Claude Desktop on 3PでBedrockやVertex AIからClaude Desktop動かしたついでにガバナンス合わせて確かめてみた
- URL: https://dev.classmethod.jp/articles/claude-desktop-3p-cloud-bedrock-vertex
- 日付: 2026-06-26
- Tier: Tier 2
- 要旨: Claude Desktop の 3P(サードパーティ)モードが 2026年6月アップデートで Chat タブに対応し、Amazon Bedrock と Google Cloud Vertex AI 経由でもフル機能のデスクトップ環境が使えるようになった。あわせて Deployment controls(per-user SSO・MDM ポリシーテンプレート・サーフェス別 policy key)が整備され、Anthropic Enterprise 管理コンソールを使わずとも既存の AWS/GCP の IAM・IdP・MDM・監査ログ基盤でガバナンスを組める構成が公式に固まった。
詳細
Claude Desktop の 3P モードで Chat タブを使うには、3P setup window の「ワークスペースの制限」→「許可されたサーフェス」→「チャット(ベータ)」を GUI で明示的に ON にする必要がある。plist の chatTabEnabled キーだけでは不十分で、MDM 配布時も managed config に chatTabEnabled: true を含める必要がある。

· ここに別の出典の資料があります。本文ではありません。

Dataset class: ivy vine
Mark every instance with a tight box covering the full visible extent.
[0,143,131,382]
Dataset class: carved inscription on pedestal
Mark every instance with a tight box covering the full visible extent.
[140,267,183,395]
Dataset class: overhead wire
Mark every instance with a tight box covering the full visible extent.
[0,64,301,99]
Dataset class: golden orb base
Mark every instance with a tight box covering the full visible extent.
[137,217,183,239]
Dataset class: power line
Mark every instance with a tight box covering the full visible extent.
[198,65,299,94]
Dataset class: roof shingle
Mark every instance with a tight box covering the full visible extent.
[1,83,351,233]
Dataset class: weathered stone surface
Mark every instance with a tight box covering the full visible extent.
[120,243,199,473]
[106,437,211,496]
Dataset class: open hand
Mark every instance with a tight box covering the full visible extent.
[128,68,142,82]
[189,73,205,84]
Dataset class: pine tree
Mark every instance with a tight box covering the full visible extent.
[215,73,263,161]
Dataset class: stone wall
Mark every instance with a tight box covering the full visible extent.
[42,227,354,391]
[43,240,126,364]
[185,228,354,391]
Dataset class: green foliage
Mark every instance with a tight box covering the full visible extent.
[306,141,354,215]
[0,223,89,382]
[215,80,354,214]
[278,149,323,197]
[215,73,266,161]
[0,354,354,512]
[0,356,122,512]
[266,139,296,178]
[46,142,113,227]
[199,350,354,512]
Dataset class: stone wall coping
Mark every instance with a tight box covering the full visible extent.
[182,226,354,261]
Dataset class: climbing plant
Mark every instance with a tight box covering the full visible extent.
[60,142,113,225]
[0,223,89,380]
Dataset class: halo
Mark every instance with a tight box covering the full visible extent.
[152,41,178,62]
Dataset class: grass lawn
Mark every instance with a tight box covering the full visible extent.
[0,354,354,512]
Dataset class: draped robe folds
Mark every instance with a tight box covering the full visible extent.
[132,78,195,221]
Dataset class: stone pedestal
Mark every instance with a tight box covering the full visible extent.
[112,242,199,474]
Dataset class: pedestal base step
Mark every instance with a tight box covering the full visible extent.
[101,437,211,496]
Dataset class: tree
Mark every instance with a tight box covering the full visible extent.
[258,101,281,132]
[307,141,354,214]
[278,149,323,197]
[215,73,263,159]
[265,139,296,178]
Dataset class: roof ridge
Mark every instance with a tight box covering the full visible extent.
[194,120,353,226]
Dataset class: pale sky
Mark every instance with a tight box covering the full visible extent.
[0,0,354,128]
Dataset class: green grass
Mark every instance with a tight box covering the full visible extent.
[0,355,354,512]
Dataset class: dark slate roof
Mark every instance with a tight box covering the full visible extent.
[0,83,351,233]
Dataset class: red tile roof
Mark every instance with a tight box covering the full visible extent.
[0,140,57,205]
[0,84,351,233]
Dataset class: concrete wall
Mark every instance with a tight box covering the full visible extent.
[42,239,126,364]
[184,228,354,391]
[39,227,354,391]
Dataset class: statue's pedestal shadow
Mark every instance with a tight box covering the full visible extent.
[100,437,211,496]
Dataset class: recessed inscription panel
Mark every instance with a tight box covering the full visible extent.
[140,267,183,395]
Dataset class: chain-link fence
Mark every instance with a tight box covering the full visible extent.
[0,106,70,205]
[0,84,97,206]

Bedrock 接続では、Named Profile・IAM Identity Center SSO(inferenceBedrockSso* 4キーセット)・Bearer Token・Credential Helper の4経路が選択できる。per-user 監査の観点では Bearer Token は共有キー扱いのため本番非推奨で、IAM IC SSO か Named Profile が推奨される。IAM IC SSO の inferenceBedrockSso* は organization インスタンス(AWS Organizations の管理アカウントで有効化した IAM IC)が前提であり、account インスタンスでは ListPermissionSets が ValidationException になる。
Vertex AI 接続では「接続テスト」ボタンが機能せず(メインプロセスから ADC に直接アクセスできない Electron の制約)、「変更を適用」→ 再起動→ 実動確認の手順が必須。Cloud Audit Logs の RawPredict にメールアドレスが principal として記録される(Claude Desktop 経由は curl 直接より 4〜5 分遅延する場合あり)。

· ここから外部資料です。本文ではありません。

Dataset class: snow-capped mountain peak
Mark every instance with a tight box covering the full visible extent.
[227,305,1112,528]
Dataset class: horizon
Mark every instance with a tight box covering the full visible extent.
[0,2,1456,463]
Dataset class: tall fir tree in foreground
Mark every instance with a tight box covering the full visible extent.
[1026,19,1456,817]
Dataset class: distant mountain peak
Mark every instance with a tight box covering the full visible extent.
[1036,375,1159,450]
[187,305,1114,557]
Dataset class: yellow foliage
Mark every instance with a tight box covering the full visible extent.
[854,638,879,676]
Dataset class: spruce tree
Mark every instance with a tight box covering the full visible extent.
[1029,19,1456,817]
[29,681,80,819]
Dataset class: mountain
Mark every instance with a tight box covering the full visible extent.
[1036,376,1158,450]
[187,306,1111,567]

ガバナンス設計の要点として、Developer Mode の「ワークスペースの制限」GUI はユーザー自身が変更できるため組織ガバナンスとしては不十分で、MDM(Intune/Jamf/GPO)で push した managed config は上書き不可となる。3P setup window のポリシーテンプレートは macOS では .mobileconfig、Windows では .reg としてエクスポートできる。
サーフェス別 policy key は chatTabEnabled / coworkTabEnabled / isClaudeCodeForDesktopEnabled の3つ。ツール制御は builtinToolPolicy / disabledBuiltinTools / managedMcpServers / isLocalDevMcpEnabled / isDesktopExtensionEnabled で行える。managed config は「1設定 = 1 AWS アカウント + 1 権限セット」の制約があり、グループ別に異なるポリシーを与えるには MDM 側で別プロファイルを配布する必要がある。

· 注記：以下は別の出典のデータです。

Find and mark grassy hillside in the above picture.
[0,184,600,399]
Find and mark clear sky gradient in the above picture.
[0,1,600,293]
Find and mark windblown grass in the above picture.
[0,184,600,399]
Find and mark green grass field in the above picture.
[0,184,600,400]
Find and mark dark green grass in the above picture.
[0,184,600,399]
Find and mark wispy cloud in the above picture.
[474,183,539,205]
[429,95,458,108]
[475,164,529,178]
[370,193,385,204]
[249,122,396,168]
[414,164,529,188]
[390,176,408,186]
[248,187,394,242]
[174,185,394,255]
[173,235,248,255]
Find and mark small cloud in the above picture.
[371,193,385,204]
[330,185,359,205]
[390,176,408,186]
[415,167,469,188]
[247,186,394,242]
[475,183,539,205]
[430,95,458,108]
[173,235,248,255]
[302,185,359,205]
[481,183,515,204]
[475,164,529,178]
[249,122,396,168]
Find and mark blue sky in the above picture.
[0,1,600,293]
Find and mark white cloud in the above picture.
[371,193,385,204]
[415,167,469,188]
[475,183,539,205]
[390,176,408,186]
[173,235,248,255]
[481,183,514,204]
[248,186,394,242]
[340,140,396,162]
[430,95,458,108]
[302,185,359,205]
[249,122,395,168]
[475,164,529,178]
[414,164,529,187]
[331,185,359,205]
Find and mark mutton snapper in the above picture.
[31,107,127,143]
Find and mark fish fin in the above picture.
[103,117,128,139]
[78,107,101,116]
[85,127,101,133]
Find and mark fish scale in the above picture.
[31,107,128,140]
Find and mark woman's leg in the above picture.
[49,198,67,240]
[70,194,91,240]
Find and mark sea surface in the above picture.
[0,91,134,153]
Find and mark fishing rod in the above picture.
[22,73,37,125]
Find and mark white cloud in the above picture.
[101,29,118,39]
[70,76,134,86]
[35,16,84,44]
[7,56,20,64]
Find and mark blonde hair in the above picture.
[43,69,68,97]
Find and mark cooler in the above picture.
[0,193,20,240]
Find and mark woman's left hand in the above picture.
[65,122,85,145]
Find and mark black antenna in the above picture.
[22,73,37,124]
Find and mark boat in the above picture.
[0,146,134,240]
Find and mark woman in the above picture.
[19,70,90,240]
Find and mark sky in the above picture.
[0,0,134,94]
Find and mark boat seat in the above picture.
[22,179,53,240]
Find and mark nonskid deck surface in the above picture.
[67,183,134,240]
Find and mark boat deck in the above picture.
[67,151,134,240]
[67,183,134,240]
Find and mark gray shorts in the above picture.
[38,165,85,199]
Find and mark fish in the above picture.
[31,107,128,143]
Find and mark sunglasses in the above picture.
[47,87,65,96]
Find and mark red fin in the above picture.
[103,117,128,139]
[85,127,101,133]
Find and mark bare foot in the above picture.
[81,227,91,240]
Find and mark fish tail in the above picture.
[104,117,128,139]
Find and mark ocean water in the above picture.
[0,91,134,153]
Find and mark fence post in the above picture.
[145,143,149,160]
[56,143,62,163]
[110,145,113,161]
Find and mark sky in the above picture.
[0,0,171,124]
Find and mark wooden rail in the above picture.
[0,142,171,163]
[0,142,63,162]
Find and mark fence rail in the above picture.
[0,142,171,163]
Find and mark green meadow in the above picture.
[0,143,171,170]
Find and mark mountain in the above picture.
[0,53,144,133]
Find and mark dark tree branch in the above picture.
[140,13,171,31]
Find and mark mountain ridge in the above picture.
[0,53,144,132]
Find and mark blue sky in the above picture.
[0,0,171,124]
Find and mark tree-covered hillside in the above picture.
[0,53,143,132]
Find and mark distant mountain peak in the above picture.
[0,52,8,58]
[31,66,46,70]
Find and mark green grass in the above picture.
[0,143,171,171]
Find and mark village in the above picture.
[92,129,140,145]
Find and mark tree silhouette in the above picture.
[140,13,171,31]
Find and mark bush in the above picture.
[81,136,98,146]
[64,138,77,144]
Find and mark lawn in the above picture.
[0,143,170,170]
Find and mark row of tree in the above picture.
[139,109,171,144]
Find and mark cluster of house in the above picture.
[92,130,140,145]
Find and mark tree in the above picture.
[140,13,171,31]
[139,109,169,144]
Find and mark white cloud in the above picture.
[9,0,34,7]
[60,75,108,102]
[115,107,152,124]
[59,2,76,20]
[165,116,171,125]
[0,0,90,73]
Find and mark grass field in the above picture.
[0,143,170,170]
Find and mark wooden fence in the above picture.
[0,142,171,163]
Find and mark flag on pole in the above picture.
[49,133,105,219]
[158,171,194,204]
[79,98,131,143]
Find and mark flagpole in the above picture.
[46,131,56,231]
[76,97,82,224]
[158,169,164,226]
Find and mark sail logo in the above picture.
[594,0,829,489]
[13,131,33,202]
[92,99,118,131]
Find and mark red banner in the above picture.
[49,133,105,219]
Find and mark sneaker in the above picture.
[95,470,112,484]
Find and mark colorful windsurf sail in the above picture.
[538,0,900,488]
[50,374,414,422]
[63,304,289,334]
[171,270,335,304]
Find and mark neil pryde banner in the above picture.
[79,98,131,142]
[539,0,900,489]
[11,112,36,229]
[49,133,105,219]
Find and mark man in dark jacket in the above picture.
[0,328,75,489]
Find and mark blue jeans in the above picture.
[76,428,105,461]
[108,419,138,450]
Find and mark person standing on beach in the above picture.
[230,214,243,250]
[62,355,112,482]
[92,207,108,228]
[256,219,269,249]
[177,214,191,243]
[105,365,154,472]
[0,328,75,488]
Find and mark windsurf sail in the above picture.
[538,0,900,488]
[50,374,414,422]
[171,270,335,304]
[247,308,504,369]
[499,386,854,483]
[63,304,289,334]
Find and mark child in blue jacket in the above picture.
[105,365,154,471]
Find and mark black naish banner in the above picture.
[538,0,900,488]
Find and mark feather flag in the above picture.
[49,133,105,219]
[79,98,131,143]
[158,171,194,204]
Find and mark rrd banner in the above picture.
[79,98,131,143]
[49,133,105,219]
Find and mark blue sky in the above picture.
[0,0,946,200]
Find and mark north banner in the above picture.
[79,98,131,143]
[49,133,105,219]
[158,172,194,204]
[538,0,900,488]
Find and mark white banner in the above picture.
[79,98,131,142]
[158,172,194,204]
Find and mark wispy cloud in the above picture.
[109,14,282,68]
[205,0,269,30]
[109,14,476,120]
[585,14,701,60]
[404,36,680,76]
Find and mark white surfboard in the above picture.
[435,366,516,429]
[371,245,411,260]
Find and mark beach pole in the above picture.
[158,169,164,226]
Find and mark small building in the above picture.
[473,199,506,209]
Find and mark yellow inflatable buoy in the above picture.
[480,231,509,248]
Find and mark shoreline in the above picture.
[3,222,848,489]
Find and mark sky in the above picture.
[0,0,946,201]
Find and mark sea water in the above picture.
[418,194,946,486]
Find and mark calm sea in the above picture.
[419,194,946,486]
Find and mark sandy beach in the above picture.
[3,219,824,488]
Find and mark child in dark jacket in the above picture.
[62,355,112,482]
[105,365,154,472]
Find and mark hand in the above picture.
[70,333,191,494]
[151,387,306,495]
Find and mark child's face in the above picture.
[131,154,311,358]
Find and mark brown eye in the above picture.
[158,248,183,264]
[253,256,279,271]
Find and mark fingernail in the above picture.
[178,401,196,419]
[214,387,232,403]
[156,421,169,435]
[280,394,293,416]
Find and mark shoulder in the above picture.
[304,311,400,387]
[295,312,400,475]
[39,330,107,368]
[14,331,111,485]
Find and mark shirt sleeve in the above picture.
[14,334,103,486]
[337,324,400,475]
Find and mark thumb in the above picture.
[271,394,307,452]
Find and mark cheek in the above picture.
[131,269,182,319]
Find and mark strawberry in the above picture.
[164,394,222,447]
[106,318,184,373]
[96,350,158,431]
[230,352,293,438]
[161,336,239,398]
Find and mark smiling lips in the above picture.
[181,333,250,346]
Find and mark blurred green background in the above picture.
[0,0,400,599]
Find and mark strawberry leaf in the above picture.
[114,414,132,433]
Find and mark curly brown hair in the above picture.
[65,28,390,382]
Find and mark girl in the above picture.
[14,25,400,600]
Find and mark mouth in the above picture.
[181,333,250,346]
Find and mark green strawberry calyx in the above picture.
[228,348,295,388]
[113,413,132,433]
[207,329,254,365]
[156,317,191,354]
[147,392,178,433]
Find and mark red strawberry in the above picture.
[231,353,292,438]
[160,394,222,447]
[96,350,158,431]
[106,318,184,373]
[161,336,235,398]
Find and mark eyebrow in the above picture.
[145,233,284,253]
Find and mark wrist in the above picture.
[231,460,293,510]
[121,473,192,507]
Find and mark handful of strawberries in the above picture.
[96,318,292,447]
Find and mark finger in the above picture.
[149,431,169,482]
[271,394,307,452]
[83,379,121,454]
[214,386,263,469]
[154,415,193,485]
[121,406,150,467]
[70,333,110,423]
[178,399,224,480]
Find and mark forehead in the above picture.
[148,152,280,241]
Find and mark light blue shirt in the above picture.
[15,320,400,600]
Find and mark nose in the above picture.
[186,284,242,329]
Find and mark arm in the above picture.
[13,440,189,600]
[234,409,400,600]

Bedrock の推論通信経路はデフォルトでパブリックエンドポイント(bedrock-runtime.{region}.amazonaws.com)。閉域網要件がある場合は Interface VPC Endpoint(PrivateLink)と Client VPN/Direct Connect または VPC 内プロキシを組み合わせ、inferenceBedrockBaseUrl で接続先を上書きする。IAM IC 認証(oidc.{region}.amazonaws.com 等)は PrivateLink の対象外で別途 egress が必要になる点に注意が必要。
CloudTrail で InvokeModel イベントに assumed-role/cm-seino.example/cm-seino.example 形式の per-user identity が記録されることを実機確認済み。Bedrock model invocation logging を S3 に有効化するとプロンプト・トークン数まで記録できる(CloudTrail データイベントは $0.10/100K events のオプション)。
Enterprise と 3P の使い分け基準: Anthropic 管理コンソールの SCIM/RBAC/Compliance API 一元管理が最優先なら Enterprise。推論を自社クラウドに閉じたい・既存の AWS/GCP 基盤を活用したい・Anthropic への seat 課金を避けたい場合は 3P が適している。